Dall’inviata Claudia Luise

Las Vegas (Nevada, Usa), 27 mar. (LaPresse) – Un tunnel scavato a una profondita di 200 metri, lungo 4 chilometri. E’ l’opera realizzata a Lake Mead, uno dei più grandi bacini artificiali del mondo, vicino a Las Vegas, in Nevada. Lo scopo è sconfiggere la siccità attraverso un sistema avvenieristico di approvvigionamento idrico sicuro e di lungo periodo per una vasta area dello stato americano progettato dal gruppo italiano Salini Impregilo. Il lago artificiale, formato dalla famosa diga Hoover e fonte primaria di rifornimento per la comunità di oltre due milioni di persone che gravita attorno alla capitale dei casinò e del gioco, è stato bucato nella sponda fino a una profondità di 200 metri. Lo scavo del tunnel è stato completato nel dicembre del 2014, il progetto di fatto sarà operativo ad agosto e verrà definitivamente consegnato a novembre 2015. Notevole l’impegno finanziario per la costruzione: l’opera, infatti, dal costo iniziale di 447 milioni, ha raggiunto la cifra di 507 milioni.

LAS VEGAS A RISCHIO SICCITA’. Il progetto è stato concepito per ridare vita a un serbatoio che negli ultimi anni ha perso fino al 41% della sua capacità di dissetare la popolazione di Las Vegas e di alimentare le migliaia di fontane che attirano turisti e scommettitori. La città applica una serie di misure di salvaguardia delle risorse idriche, orientate anche a modificare le abitudini della popolazione, come la concessione di incentivi a chi sostituisce i giardini di casa con cactus e pietre, che non sembrano tuttavia aver contribuito in maniera soddisfacente alla conservazione delle risorse idriche nel lungo periodo. Il livello dell’acqua di Lake Mead è sceso infatti di circa 44 metri negli ultimi 15 anni e le prospettive erano davvero critiche: con un’ulteriore discesa di 9 metri, il tubo (il cosiddetto Intake 1) dal quale traggono l’acqua la popolazione di Las Vegas e le imprese con sede nella zona, sarebbe diventato inutilizzabile. Con una caduta di altri 24,4 metri, anche il livello di aspirazione successivo (Intake 2) sarebbe stato messo fuori gioco, sancendo una sorta di siccità permanente in un’area strappata al deserto.

UN PROGETTO COMPLESSO. Per la complessità del progetto e delle condizioni idrogeologiche, solo due aziende hanno partecipato alla gara, per realizzare un altro tunnel, il cosiddetto Intake 3. L’opera è costituita da un pozzo d’accesso, scavato nella roccia sulla sponda del lago, con diametro interno di 9,15 m e una profondità di 185 metri.

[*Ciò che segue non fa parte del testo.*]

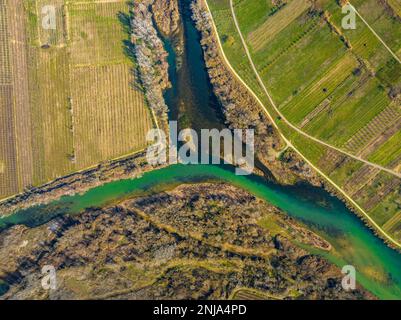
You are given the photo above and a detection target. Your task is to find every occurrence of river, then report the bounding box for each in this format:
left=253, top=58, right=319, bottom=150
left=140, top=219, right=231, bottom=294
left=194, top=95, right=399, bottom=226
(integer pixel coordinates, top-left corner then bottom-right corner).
left=1, top=0, right=401, bottom=300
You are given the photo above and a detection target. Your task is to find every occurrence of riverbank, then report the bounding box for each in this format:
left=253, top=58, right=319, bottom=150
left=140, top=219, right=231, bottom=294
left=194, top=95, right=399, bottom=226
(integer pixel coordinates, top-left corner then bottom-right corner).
left=0, top=181, right=370, bottom=300
left=0, top=151, right=164, bottom=217
left=191, top=0, right=401, bottom=253
left=1, top=0, right=401, bottom=300
left=190, top=0, right=326, bottom=187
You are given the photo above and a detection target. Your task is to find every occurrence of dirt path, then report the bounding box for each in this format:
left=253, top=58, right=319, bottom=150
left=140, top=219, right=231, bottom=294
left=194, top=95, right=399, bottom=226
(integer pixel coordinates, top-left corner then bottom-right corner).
left=227, top=0, right=401, bottom=179
left=203, top=0, right=401, bottom=249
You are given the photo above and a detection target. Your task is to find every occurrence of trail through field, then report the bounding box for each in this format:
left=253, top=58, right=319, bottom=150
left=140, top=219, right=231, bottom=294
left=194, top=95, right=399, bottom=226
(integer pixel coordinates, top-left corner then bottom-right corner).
left=227, top=0, right=401, bottom=179
left=203, top=0, right=401, bottom=249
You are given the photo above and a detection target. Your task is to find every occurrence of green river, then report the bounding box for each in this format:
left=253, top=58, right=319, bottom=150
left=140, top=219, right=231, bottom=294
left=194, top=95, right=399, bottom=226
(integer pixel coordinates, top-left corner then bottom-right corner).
left=1, top=164, right=401, bottom=299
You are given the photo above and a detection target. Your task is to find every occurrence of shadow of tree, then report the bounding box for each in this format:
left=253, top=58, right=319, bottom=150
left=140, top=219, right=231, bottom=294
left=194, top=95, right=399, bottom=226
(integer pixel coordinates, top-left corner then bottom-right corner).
left=117, top=5, right=143, bottom=92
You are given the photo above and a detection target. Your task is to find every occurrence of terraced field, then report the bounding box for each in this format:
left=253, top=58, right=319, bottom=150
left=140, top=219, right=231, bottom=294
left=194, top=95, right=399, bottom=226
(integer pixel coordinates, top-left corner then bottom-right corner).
left=0, top=0, right=153, bottom=200
left=207, top=0, right=401, bottom=245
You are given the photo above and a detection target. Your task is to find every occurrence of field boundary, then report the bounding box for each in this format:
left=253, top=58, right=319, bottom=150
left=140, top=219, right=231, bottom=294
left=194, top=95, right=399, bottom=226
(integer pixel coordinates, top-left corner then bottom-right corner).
left=226, top=0, right=401, bottom=179
left=204, top=0, right=401, bottom=249
left=349, top=3, right=401, bottom=64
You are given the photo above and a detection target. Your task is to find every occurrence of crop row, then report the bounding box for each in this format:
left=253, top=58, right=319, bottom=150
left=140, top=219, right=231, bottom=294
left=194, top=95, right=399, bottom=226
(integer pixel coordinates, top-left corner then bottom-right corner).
left=70, top=64, right=152, bottom=168
left=343, top=103, right=401, bottom=154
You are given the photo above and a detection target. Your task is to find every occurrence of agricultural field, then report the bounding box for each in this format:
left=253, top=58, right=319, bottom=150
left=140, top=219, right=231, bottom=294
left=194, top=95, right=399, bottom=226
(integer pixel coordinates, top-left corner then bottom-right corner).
left=0, top=0, right=34, bottom=197
left=248, top=0, right=310, bottom=52
left=208, top=0, right=401, bottom=243
left=0, top=1, right=16, bottom=196
left=388, top=0, right=401, bottom=18
left=230, top=0, right=401, bottom=164
left=0, top=0, right=153, bottom=200
left=70, top=64, right=151, bottom=168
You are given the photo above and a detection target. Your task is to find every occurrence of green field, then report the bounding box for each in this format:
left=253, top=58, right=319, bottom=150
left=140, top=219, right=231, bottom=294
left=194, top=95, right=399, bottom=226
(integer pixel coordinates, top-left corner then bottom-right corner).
left=208, top=0, right=401, bottom=243
left=368, top=130, right=401, bottom=167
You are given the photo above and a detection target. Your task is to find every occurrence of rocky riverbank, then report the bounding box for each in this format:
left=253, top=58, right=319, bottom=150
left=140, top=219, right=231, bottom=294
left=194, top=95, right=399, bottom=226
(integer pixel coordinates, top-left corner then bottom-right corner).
left=0, top=183, right=372, bottom=300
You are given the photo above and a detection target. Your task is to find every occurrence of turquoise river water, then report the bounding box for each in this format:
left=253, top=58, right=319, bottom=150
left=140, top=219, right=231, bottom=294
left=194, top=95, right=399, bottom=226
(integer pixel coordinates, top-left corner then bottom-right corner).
left=1, top=164, right=401, bottom=299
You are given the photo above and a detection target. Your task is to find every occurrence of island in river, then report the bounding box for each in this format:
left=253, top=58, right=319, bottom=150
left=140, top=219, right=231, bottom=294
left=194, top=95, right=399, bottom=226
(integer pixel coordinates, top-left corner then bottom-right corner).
left=0, top=180, right=371, bottom=300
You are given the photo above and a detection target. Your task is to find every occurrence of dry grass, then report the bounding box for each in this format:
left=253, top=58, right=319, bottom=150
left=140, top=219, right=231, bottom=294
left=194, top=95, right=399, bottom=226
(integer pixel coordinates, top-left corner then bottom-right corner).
left=28, top=47, right=75, bottom=184
left=0, top=85, right=18, bottom=196
left=387, top=0, right=401, bottom=16
left=69, top=1, right=130, bottom=66
left=0, top=0, right=153, bottom=200
left=71, top=64, right=152, bottom=168
left=0, top=0, right=34, bottom=198
left=248, top=0, right=310, bottom=52
left=37, top=0, right=67, bottom=46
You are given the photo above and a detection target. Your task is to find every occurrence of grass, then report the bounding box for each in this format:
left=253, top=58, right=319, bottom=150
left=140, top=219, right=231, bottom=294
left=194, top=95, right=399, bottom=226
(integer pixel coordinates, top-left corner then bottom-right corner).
left=230, top=287, right=281, bottom=300
left=251, top=11, right=322, bottom=84
left=37, top=0, right=66, bottom=46
left=329, top=158, right=364, bottom=186
left=0, top=3, right=18, bottom=196
left=71, top=64, right=152, bottom=168
left=0, top=0, right=34, bottom=197
left=0, top=4, right=11, bottom=84
left=208, top=0, right=401, bottom=244
left=257, top=18, right=347, bottom=105
left=28, top=46, right=75, bottom=184
left=388, top=0, right=401, bottom=17
left=208, top=0, right=265, bottom=98
left=353, top=171, right=400, bottom=214
left=330, top=0, right=400, bottom=71
left=232, top=0, right=275, bottom=35
left=69, top=1, right=131, bottom=66
left=0, top=86, right=18, bottom=196
left=257, top=214, right=286, bottom=236
left=281, top=53, right=358, bottom=124
left=368, top=130, right=401, bottom=167
left=370, top=190, right=401, bottom=227
left=248, top=0, right=310, bottom=52
left=305, top=77, right=391, bottom=147
left=353, top=0, right=401, bottom=55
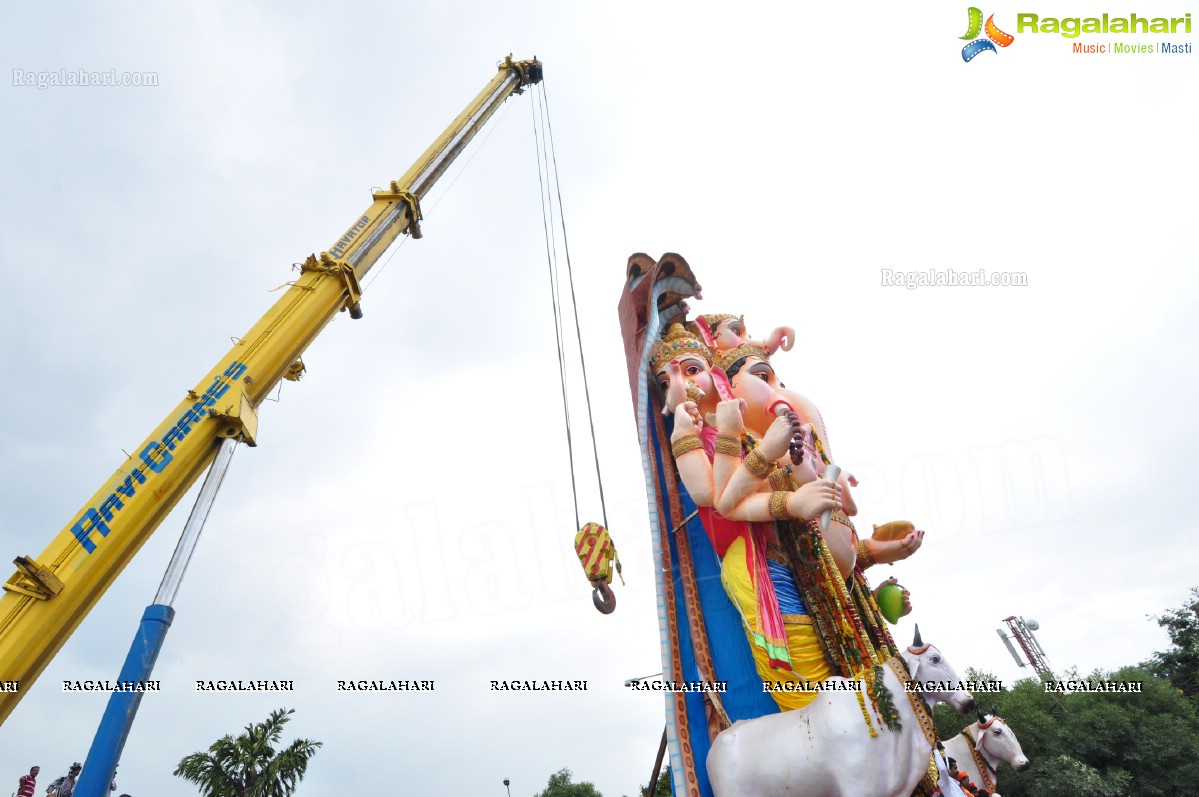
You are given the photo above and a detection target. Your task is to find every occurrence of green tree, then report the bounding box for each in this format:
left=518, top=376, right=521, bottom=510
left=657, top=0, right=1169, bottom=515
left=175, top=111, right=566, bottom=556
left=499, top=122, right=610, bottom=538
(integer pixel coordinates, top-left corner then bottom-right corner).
left=174, top=708, right=321, bottom=797
left=933, top=663, right=1199, bottom=797
left=1145, top=586, right=1199, bottom=702
left=1022, top=754, right=1129, bottom=797
left=534, top=768, right=602, bottom=797
left=639, top=767, right=670, bottom=797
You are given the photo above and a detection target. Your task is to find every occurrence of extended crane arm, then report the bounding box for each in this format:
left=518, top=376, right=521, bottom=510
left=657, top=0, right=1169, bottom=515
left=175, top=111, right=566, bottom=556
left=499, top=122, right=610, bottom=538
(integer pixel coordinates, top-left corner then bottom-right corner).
left=0, top=56, right=543, bottom=724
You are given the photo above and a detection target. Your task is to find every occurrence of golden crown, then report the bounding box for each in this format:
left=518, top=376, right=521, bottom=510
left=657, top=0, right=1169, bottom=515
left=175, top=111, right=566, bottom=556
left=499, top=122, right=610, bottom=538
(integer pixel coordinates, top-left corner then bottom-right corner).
left=701, top=313, right=743, bottom=336
left=714, top=341, right=769, bottom=372
left=648, top=323, right=712, bottom=373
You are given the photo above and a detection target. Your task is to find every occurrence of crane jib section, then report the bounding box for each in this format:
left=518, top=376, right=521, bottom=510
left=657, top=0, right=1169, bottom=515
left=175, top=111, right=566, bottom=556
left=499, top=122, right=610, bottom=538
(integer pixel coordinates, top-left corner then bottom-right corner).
left=0, top=55, right=543, bottom=727
left=330, top=215, right=371, bottom=260
left=70, top=361, right=248, bottom=555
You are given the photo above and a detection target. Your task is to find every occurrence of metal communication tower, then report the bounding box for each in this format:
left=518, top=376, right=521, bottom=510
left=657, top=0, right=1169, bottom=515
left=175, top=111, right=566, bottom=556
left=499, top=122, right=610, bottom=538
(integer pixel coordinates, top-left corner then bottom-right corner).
left=997, top=615, right=1053, bottom=679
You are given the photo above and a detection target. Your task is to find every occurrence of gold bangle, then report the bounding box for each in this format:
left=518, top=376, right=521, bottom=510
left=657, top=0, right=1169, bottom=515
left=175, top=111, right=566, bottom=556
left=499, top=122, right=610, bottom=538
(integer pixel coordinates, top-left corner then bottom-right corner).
left=714, top=435, right=741, bottom=458
left=671, top=435, right=703, bottom=458
left=743, top=448, right=774, bottom=479
left=856, top=538, right=875, bottom=569
left=769, top=491, right=792, bottom=520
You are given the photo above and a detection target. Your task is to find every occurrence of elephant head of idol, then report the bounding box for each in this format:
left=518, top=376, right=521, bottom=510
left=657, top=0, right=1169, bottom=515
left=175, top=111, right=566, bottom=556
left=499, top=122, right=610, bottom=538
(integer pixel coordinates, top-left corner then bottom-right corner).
left=714, top=343, right=788, bottom=441
left=648, top=324, right=716, bottom=418
left=617, top=252, right=702, bottom=407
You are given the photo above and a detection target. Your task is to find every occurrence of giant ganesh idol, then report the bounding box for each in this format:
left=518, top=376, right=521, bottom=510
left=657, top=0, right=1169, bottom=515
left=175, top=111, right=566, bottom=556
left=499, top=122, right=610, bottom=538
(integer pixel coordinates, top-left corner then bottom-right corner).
left=618, top=253, right=929, bottom=797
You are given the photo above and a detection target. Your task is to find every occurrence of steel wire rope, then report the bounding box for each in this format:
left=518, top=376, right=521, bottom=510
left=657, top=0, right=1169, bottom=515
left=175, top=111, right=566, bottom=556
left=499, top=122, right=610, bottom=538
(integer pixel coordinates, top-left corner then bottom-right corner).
left=532, top=83, right=581, bottom=530
left=539, top=79, right=609, bottom=528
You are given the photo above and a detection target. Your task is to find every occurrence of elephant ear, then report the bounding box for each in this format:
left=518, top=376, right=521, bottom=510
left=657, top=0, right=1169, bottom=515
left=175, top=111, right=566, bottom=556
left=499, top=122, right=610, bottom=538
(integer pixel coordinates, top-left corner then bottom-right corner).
left=905, top=649, right=921, bottom=681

L’equivalente di due grattacieli di 30 piani messi uno sopra all’altro. Dal fondo del pozzo, è stata eseguita una galleria sotto il letto del lago lunga circa 4,6 km e con un diametro di scavo di circa 7 metri. Alla fine della galleria è stata posta l’opera di presa, posizionata circa 100 metri al di sotto della superficie del lago, e costituita da una struttura di calcestruzzo armato sormontata da un tubolare in acciaio con un diametro di 6 m, dal peso di circa 1.200 ton e altezza di 30 m. Praticamente un altro grattacielo di 10 piani scavato al centro di un lago.

L’acqua, aspirata dal fondo del lago tramite le aperture dell’opera di presa, verrà convogliata lungo la galleria fino al pozzo d’accesso, da dove verrà pompata all’impianto di potabilizzazione in superficie.

Tra le difficoltà principali, in condizioni geologiche estreme, sotto il Lake Mead, i lavori di scavo ad una pressione di esercizio fino a 15 bar, quasi il doppio del precedente record mondiale di scavo raggiunto con fatica a 8 bar. E’ stata l’unica opera mineraria al mondo fatta sotto questa pressione.